As one contemplates the utter ruin and desolation which are here so overpowering and listens to the strange stories of the Arabs, one recalls the words of Isaiah—I quote from the King James version:
And Babylon, the glory of the kingdoms, the beauty of the Chaldees’ excellency, shall be as when God overthrew Sodom and Gomorrah.
It shall never be inhabited, neither shall it be dwelt in from generation to generation; neither shall the Arabian pitch tent there; neither shall the shepherds make their fold there.
But wild beasts of the desert shall lie there; and their houses shall be full of doleful creatures; and owls shall dwell there, and satyrs[492] shall dance there.
Babil is one of the loftiest eminences in southern Babylonia and it is for this reason that we visited it before any of the other parts of the ruined Chaldean capital.

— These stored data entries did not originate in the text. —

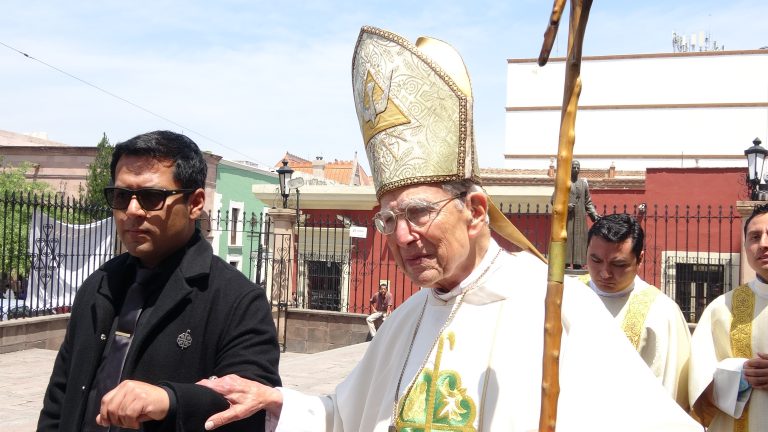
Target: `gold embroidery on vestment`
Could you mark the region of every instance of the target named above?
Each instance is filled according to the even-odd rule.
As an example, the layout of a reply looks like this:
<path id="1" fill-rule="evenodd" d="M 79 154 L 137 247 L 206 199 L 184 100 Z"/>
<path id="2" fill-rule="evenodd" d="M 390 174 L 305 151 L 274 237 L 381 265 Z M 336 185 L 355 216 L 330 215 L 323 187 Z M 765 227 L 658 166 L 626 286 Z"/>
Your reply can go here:
<path id="1" fill-rule="evenodd" d="M 658 288 L 650 287 L 637 294 L 633 293 L 629 298 L 627 314 L 624 315 L 621 328 L 624 329 L 624 334 L 627 335 L 627 339 L 635 349 L 640 348 L 640 336 L 643 334 L 645 319 L 648 317 L 651 305 L 659 293 L 661 291 Z"/>
<path id="2" fill-rule="evenodd" d="M 440 336 L 433 368 L 419 371 L 416 382 L 400 401 L 395 422 L 398 431 L 476 431 L 477 407 L 467 395 L 461 375 L 454 370 L 440 369 L 446 346 L 448 351 L 453 351 L 455 344 L 453 331 Z"/>
<path id="3" fill-rule="evenodd" d="M 425 377 L 427 380 L 431 379 L 431 377 Z M 400 416 L 403 419 L 416 421 L 417 419 L 420 419 L 422 416 L 424 416 L 424 413 L 427 412 L 427 381 L 419 381 L 413 386 L 413 394 L 417 395 L 416 397 L 408 397 L 405 399 L 405 403 L 403 405 L 403 411 L 400 414 Z"/>
<path id="4" fill-rule="evenodd" d="M 731 297 L 731 352 L 734 357 L 752 358 L 752 320 L 755 316 L 755 294 L 747 285 L 733 290 Z M 749 431 L 749 401 L 741 418 L 733 420 L 734 432 Z"/>

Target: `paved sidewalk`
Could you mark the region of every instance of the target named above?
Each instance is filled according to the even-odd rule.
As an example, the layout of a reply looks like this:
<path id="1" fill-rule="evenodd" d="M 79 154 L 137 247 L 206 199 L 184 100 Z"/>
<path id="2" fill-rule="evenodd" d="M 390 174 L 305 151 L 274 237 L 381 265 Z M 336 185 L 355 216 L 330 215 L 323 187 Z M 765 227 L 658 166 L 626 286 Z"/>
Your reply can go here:
<path id="1" fill-rule="evenodd" d="M 283 353 L 285 387 L 308 394 L 333 392 L 365 353 L 367 343 L 316 354 Z M 0 432 L 33 432 L 56 351 L 31 349 L 0 354 Z"/>

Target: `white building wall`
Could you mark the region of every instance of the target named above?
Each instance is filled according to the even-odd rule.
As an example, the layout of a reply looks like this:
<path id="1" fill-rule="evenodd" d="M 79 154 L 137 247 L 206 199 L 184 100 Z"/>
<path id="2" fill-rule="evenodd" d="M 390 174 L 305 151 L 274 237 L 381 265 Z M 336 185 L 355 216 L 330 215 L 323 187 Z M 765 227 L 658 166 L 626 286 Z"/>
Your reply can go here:
<path id="1" fill-rule="evenodd" d="M 574 154 L 585 168 L 744 166 L 744 149 L 768 138 L 768 50 L 587 57 L 581 76 Z M 563 79 L 562 59 L 510 60 L 506 167 L 549 166 Z"/>

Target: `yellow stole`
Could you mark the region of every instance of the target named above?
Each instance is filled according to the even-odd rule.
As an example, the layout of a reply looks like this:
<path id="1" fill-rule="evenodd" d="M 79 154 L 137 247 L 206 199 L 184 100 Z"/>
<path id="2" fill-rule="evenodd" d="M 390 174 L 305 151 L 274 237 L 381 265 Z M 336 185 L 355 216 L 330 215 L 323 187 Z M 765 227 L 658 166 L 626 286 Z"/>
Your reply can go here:
<path id="1" fill-rule="evenodd" d="M 747 285 L 733 290 L 731 299 L 731 352 L 734 357 L 752 358 L 752 320 L 755 315 L 755 293 Z M 749 401 L 741 418 L 733 421 L 734 432 L 749 431 Z"/>
<path id="2" fill-rule="evenodd" d="M 643 334 L 645 319 L 648 317 L 653 301 L 656 300 L 656 296 L 660 293 L 661 291 L 658 288 L 652 287 L 637 294 L 632 294 L 629 298 L 627 314 L 624 315 L 621 328 L 635 349 L 640 347 L 640 336 Z"/>

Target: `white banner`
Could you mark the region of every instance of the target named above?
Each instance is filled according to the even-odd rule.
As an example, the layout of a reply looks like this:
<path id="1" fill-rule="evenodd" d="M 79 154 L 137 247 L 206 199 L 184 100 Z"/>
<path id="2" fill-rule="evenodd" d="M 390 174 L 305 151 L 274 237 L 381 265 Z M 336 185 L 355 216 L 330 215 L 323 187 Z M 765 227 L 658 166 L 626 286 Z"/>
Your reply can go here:
<path id="1" fill-rule="evenodd" d="M 114 238 L 111 217 L 71 225 L 35 212 L 29 227 L 31 265 L 24 305 L 34 310 L 72 306 L 83 281 L 112 258 Z"/>
<path id="2" fill-rule="evenodd" d="M 349 236 L 355 238 L 366 238 L 368 237 L 368 228 L 364 226 L 352 225 L 349 227 Z"/>

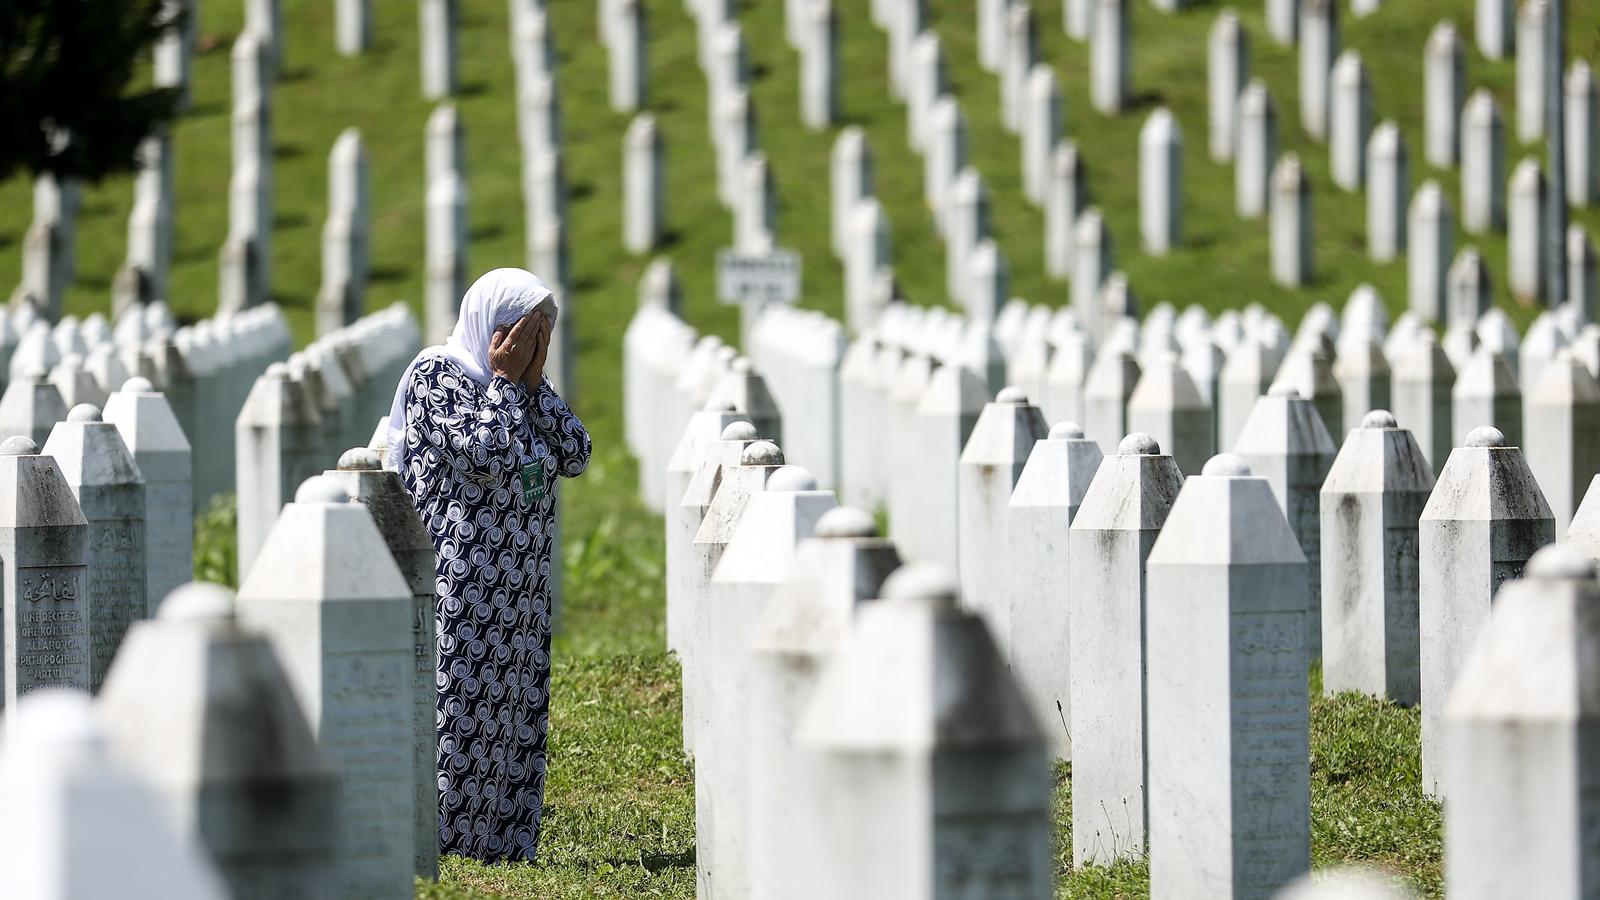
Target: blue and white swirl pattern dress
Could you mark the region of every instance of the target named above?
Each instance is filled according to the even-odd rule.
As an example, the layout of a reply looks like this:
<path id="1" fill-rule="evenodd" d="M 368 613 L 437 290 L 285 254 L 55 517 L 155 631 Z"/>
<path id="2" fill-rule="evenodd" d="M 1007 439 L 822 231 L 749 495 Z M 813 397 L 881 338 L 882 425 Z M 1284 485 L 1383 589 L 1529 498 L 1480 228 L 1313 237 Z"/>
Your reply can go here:
<path id="1" fill-rule="evenodd" d="M 532 860 L 550 730 L 550 542 L 557 476 L 589 465 L 589 433 L 550 386 L 532 395 L 455 363 L 406 389 L 401 479 L 438 560 L 439 847 Z M 543 484 L 523 490 L 524 469 Z"/>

From its summit, which towers seventy-one feet above the surrounding plain, one has a magnificent view not only of the ruins as a whole but also of many notable features in their immediate vicinity. To the west and southwest are the palm-fringed Euphrates and a number of Arabian villages and gardens along its banks. Several miles southward is Hillah with its gleaming minaret, while some six miles towards the southwest of it is the famous tower of Borsippa, called by the natives Birs Nimrud, and long supposed by many European travelers to be identical with the tower of Babel “the top whereof was to reach to heaven.”[493]

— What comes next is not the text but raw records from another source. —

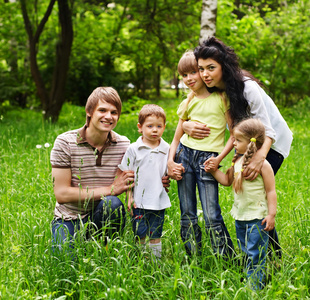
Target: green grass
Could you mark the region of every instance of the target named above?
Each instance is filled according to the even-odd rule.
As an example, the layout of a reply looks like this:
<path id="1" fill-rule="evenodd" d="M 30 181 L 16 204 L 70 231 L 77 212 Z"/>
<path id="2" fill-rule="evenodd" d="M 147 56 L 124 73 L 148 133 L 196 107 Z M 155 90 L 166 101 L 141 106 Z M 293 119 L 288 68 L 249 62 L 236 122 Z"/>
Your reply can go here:
<path id="1" fill-rule="evenodd" d="M 166 109 L 164 138 L 171 142 L 178 101 L 158 103 Z M 227 268 L 212 255 L 205 235 L 202 256 L 186 256 L 179 235 L 175 182 L 169 191 L 172 207 L 165 219 L 160 266 L 152 262 L 147 250 L 135 245 L 129 222 L 126 234 L 110 241 L 108 247 L 93 239 L 77 245 L 74 262 L 70 257 L 54 257 L 50 226 L 55 206 L 49 163 L 52 146 L 44 145 L 52 145 L 61 132 L 81 127 L 84 109 L 66 104 L 57 124 L 44 122 L 40 113 L 29 110 L 11 109 L 2 114 L 0 299 L 309 299 L 309 108 L 308 98 L 281 110 L 294 133 L 291 154 L 276 176 L 276 228 L 283 261 L 279 269 L 268 263 L 268 285 L 258 293 L 240 282 L 237 269 Z M 122 115 L 116 131 L 134 141 L 138 137 L 136 123 L 136 113 Z M 231 189 L 221 187 L 223 216 L 236 241 L 229 214 L 232 201 Z M 202 218 L 200 222 L 203 228 Z"/>

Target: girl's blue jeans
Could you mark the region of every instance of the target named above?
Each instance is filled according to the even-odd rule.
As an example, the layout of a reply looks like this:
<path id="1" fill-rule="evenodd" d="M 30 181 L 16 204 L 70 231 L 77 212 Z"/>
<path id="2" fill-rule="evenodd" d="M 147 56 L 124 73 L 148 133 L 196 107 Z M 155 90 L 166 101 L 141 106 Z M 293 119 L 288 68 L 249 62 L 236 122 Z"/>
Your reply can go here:
<path id="1" fill-rule="evenodd" d="M 196 186 L 203 211 L 205 228 L 210 236 L 213 251 L 233 257 L 233 243 L 225 226 L 218 199 L 218 182 L 204 170 L 203 163 L 214 152 L 205 152 L 179 144 L 175 162 L 182 163 L 185 172 L 178 181 L 181 209 L 181 238 L 188 254 L 200 253 L 201 228 L 198 225 Z"/>
<path id="2" fill-rule="evenodd" d="M 101 235 L 102 233 L 112 237 L 116 232 L 122 232 L 125 226 L 125 218 L 125 208 L 119 198 L 107 196 L 99 201 L 94 210 L 83 219 L 53 220 L 53 249 L 61 250 L 66 241 L 69 247 L 73 248 L 77 233 L 82 233 L 83 228 L 85 237 L 89 237 L 91 234 Z M 88 224 L 85 226 L 87 222 Z"/>
<path id="3" fill-rule="evenodd" d="M 247 277 L 255 290 L 261 289 L 265 280 L 269 235 L 262 220 L 235 221 L 238 244 L 246 255 Z"/>

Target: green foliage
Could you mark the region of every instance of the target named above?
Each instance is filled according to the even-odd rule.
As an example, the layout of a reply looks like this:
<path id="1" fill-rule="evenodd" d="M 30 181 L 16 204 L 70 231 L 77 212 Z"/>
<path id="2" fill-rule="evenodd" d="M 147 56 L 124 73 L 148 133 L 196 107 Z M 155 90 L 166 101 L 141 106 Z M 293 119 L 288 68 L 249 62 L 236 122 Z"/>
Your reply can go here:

The prospect that greets the vision of the spectator from Babil is always interesting, but to the student of sacred and profane history the word interesting but feebly expresses one’s emotions. This is particularly true when, at the hour of sunset, the long amethystine shadows cast on the dun-colored plain, bring out into bold relief the rich golden lines of the spell-weaving ruins of that great city which, in her glory, ruled over the kings of the eastern world. Then the prospect is absolutely thrilling. Then one loves to be in media solitudine—such a solitude as Babylon is to-day—to watch the magnificent sunset—a burnished-gold splendor shading up starward into delicate rubies and emeralds—to be alone with one’s thoughts while musing on the vanished glories of what was once earth’s proudest and most powerful capital, where for centuries
The gorgeous East with richest hand
Show’red on her Kings barbaric pearl and gold—
but of which all we can now say is contained in the words of a Greek comic poet, quoted by Strabo,—“the great city is a great desert.”[494]
Babil—from the old Semitic name Bab-ili—which signifies “The Gate of the Gods,” was the ancient name of the city of Babylon. As locally used it now designates the most northerly mound of the great city. It is, doubtless, because of its name that many travelers have mistaken it for the Tower of Babel spoken of in the eleventh chapter of Genesis.